(Ferenstein Wire) — Self-driving cars will save the average driver about $1,000 annually, or cost $250 a year total, according to estimates from auto insurance startup, Metromile.
Robotic self-driving cars have a near perfect driving record; thus far, when self-driving cars do get into accidents, it’s because humans were responsible. Since Google began to release details about self-driving car accidents, reports from the Wall Street Journal, the RAND Corporation, and KPMG have all predicted a dramatic shrinking in the auto insurance industry.
So, to put this speculation into a concrete figure that most people would care about, the Ferenstein Wire asked the actuaries at insurance startup Metromile to take evidence from Google’s detailed accident report and construct their own pricing model for self-driving cars.

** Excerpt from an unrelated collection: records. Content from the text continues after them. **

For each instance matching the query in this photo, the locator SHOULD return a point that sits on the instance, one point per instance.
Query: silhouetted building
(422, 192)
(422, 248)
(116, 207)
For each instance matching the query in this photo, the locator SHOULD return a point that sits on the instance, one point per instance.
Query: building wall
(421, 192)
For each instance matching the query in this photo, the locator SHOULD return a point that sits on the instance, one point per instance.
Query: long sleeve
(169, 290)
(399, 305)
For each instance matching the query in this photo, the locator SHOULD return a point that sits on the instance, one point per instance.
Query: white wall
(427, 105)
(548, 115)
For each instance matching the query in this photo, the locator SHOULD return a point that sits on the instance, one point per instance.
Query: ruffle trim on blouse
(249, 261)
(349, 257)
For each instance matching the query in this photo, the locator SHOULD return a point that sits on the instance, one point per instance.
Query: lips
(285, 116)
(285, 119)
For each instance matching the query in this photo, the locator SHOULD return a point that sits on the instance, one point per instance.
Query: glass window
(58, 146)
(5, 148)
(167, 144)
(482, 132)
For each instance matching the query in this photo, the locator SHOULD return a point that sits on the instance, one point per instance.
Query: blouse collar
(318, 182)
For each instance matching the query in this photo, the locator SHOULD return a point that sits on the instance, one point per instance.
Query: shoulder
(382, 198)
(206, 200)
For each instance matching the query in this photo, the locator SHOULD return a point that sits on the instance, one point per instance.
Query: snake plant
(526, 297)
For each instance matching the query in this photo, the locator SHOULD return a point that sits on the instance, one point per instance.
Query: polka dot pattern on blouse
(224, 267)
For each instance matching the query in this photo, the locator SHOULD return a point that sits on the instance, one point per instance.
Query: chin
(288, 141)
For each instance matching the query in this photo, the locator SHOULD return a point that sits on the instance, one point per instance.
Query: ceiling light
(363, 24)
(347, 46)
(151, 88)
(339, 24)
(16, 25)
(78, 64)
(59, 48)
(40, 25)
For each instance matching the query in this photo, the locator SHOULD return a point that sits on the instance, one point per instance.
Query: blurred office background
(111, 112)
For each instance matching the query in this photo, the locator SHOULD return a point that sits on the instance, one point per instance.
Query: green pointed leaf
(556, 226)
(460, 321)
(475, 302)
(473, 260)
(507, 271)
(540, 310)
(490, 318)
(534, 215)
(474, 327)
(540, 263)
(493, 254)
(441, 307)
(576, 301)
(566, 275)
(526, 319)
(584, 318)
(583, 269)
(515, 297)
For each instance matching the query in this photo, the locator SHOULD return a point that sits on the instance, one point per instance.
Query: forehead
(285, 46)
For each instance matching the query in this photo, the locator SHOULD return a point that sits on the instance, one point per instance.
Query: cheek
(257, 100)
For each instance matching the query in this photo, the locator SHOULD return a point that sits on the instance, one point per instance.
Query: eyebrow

Metromile recently partnered with Uber to provide its drivers a special insurance deal. Since Uber is on record for wanting to replace its fleet with self-driving cars, Metromile will likely be among the first companies that must come up with pricing models at scale.
The insurance model is based on a 20-year-old single female in the San Francisco bay Area, driving 12,000 miles/year. Most of the cost savings from self-driving cars come from the near elimination of accidental collisions (a 90% reduction).
So, why do we still need insurance if so few cars get into accidents?
The model estimates that some cars may be vandalized or broken into, which makes up much of the yearly insurance cost for autonomous vehicles. In the future, self-driving cars could just park themselves in a secure garage at night rather than waiting around while their owner sleeps or goes grocery shopping — making the price even cheaper.
To give readers some back-of-the-envelope estimates about how this might change the value of a car, here’s an example. Over the lifetime of the car, assuming about $6,000 in total savings over 5 years, a self-driving Tesla model III could be cheaper than a human-powered BMW 2 Series (~$36,000 vs. $37,000 for the BMW in total costs for each car).
“I would anticipate that in the short and medium term, claims are likely to gradually go down as crashes become less common,” says James Anderson, a behavior scientist at the Rand Corporation, who recently wrote about the long-term impacts of self-driving cars [PDF]. The Ferenstein Wire asked Anderson and other experts to double-check the validity of Metromile’s model.
“At some point in the future, it is likely that we will get to 90%
reductions in savings,” he continues, but images that such savings could be 10 or more years down the road when self-driving cars are near universal.
Self-driving cars are not yet legal and state governments have been slow to permit them. Self-driving cars face roadblocks from cautious lawmakers and could, eventually, face hurdles from the auto industry.
But, if consumers know that such laws are costing them $1,000 a year, public pressure could accelerate their legal standing. Nothing gets voters more fired up than their pocket books.